Attempts to create broader, standardized benchmarks for comparing models include MMLU, which uses approximately 16,000 multiple-choice questions to test models' general knowledge and problem-solving abilities.
But soon, those exams that were once difficult have now become 'easy points' for AI.
To bridge this gap, a global alliance of nearly 1,000 researchers created 'Humanity's Last Exam' (HLE).
The test was developed by the Center for AI Safety (CAIS) and a team from Scale AI, containing 3,000 challenging questions submitted by global researchers, aiming to be the ultimate benchmark for measuring large language model capabilities.
This benchmark is extremely broad in coverage, highly challenging, and deeply rooted in human expert knowledge, so much so that even the current strongest AI achieves less than 50% accuracy.
'Humanity's Last Exam' contains a total of 2,500 questions, covering mathematics, humanities, natural sciences, ancient languages, and highly specialized sub-fields.
Distribution of questions by subject.
These questions are highly specialized: from translating ancient Palmyrene inscriptions to identifying the microscopic anatomy of birds, to analyzing complex features of Biblical Hebrew pronunciation.
Every question was tested against leading AI models. If any system could answer correctly, the question was discarded. The result is a meticulously designed exam that sits exactly at the boundary of current AI capabilities.
From 70,000 submitted difficult problems, 2,500 questions were carefully selected.
The results confirm this.
Early results show that even the most advanced models struggle:
GPT-4o scored 2.7%;
Claude 3.5 Sonnet reached 4.1%;
OpenAI's flagship model o1 achieved only 8%.
Why the New Benchmark Matters
Tung Nguyen, a teaching associate professor in the Department of Computer Science and Engineering at Texas A&M University, participated in writing and refining the questions.
He contributed 73 of the 2,500 public exam questions (ranking second in contribution volume) and wrote the most questions in the mathematics and computer science fields.
Recently, he shared his reflections on 'Humanity's Last Exam.'
'When AI systems start performing extremely well on benchmarks set by humans, it's easy to think they are approaching human-level understanding,' says Tung Nguyen.
But HLE reminds us that intelligence is not just pattern recognition—it's about depth, context, and specialized knowledge.
The purpose of this exam is not to stump humans.
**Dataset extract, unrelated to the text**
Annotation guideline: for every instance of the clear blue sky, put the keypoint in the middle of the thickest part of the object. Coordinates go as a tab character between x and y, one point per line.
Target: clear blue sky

Rather, it is to reveal precisely and systematically what AI cannot yet do—at least at this stage.
Link: lastexam.ai
Tung Nguyen stated that the issue of AI surpassing traditional benchmarks goes far beyond the academic level.
'Without accurate evaluation tools, policymakers, developers, and users may misunderstand the actual capabilities of AI systems,' he said. 'Benchmarks provide the foundation for measuring progress and identifying risks.'
As the team's paper points out, while AI may excel at exams designed for humans, these tests are not necessarily measuring 'intelligence.'
Despite the somewhat 'doomsday' sound of the name, 'Humanity's Last Exam' is not intended to imply the end of human importance.
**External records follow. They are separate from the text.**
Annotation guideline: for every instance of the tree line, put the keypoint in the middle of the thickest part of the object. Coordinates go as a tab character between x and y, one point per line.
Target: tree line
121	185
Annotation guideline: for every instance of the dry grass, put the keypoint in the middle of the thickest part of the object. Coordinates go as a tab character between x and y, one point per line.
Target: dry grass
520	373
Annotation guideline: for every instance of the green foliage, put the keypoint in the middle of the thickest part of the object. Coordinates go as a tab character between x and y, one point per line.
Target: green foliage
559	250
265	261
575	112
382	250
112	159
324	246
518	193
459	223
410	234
On the contrary, it highlights that there is still a vast amount of knowledge uniquely belonging to humans, and how far AI still has to go.
Tung Nguyen admitted: 'The name is a bit tongue-in-cheek.'
What's important is the concept behind it:
This is the last hurdle set by humans for AI. If AI can pass this exam, it means it has reached a level of specialized human experts, which was previously considered impossible for machines.
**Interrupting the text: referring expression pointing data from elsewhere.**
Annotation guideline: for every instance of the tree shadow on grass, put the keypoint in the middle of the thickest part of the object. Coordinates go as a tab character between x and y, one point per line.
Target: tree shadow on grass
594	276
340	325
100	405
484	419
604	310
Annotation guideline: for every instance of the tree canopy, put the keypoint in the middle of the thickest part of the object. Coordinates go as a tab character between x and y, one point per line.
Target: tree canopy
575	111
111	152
Because HLE covers everything from nuclear physics to ancient history, no one can pass the entire exam on their own.
However, human experts in specific fields can easily answer questions within their expertise, whereas AI fails in almost every category.
Why does AI still fail?
The reason is that AI is good at pattern recognition and summarizing known data, but it struggles with deep, specialized contextual knowledge.
The questions posed by HLE require years of specialized research. On these questions, 'guessing' based on common internet data doesn't work.